When you drive, do you wear your suit jacket or hang it up? James Bond always chooses to drive in his suit jacket because he’s usually in a hurry to get in or out of his car. Besides that, it just wouldn’t look elegant for him to remove his jacket to simply get in the car. There’s no need for Bond to remove his jacket in the car because the magic of filmmaking means that Bond’s suit won’t be wrinkled when exits his car. And since his suit only has to last for a small part of a single film he doesn’t need to worry about seatbelt abrasion. The problems of wrinkling and abrasion have become more noticeable to the average suit wearer with the rise in popularity of lighter cloth weights and higher super numbers, which both make the wool less wrinkle resistant and more prone to shining with abrasion.

Driving-Dr-NoBut what about the physical act of driving in a suit? A well-fitting suit shouldn’t constrict movement. The key to being able to move the arms is high armholes. That means the armhole is smaller and hugs the armpit. Feeling the bottom of the armhole in your armpit may give the impression of being constricting, but it is actually quite the opposite. A higher armhole means that less of the suit jacket moves when the arm is raised, and it helps the arm to move more independently of the rest of the jacket. A little ease over the shoulder blades also gives the arms more range of movement. Nevertheless, it helps to unbutton the jacket when driving.

Driving-TWINEThe higher armhole is demonstrated whenever Bond is driving. The jacket sleeve rides up to reveal most of the shirt cuff, which shouldn’t ride up as much as the jacket sleeve does. If the armhole is too low or the suit is too tight, the jacket sleeve will ride up more.

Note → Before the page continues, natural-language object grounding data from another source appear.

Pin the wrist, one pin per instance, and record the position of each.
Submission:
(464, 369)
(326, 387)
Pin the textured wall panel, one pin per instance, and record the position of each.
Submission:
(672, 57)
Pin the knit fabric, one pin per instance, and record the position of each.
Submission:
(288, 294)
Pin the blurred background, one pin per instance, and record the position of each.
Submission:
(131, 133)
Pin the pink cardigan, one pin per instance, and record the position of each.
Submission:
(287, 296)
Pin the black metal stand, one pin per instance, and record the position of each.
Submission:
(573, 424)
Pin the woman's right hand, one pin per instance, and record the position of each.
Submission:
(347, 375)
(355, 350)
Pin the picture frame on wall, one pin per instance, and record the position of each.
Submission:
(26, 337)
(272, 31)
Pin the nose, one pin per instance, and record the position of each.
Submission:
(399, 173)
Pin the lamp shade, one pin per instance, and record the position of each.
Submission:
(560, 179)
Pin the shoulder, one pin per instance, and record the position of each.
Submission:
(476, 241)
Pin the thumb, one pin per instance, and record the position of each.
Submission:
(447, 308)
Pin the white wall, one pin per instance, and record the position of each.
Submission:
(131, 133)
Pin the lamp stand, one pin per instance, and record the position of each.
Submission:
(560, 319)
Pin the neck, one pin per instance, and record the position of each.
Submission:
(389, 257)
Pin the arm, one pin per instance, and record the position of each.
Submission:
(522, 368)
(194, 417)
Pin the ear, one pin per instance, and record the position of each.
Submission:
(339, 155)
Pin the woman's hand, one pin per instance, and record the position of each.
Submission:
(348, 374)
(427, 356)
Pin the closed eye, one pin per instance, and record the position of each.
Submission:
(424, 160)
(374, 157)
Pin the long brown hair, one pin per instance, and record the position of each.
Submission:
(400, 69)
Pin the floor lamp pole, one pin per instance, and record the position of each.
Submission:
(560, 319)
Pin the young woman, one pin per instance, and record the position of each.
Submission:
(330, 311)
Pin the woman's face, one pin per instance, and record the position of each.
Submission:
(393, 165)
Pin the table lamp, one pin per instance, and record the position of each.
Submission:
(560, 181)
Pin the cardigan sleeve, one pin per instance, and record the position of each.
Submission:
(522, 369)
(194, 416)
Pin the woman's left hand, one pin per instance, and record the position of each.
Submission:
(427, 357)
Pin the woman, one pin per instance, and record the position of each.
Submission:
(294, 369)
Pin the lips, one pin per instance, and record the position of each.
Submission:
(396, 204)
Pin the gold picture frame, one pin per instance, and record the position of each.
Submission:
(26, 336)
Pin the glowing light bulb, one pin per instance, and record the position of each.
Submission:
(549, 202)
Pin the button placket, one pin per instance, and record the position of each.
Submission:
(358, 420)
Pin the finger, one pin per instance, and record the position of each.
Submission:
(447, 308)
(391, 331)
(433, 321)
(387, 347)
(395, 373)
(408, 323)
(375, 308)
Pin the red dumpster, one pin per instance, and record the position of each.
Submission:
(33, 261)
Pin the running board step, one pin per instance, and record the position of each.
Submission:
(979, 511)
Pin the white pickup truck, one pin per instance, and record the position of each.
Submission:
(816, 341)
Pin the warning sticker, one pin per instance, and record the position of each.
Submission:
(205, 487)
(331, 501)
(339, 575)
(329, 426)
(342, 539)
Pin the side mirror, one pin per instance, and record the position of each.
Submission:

The same goes for riding a motorcycle as it does for driving a car, though James Bond is probably the only person who rides a motorcycle in a suit. In Skyfall, Daniel Craig wears a suit specifically made with longer sleeves for riding a motorcycle (below) so that the amount of shirt cuff that shows when he is riding is consistent with the amount that shows when he is standing with his arms at his side. It’s nonsensical to expect the same amount of shirt cuff to show no matter the arms positions, and I find it absurd that Skyfall’s costume designer Jany Temime felt that a special suit needed to be fitted for riding a motorcycle. Since the sleeves are expected to rise up when the arms are bent, it looks like the sleeves are too long. Plus, it’s a missed opportunity to show off Bond’s cufflinks!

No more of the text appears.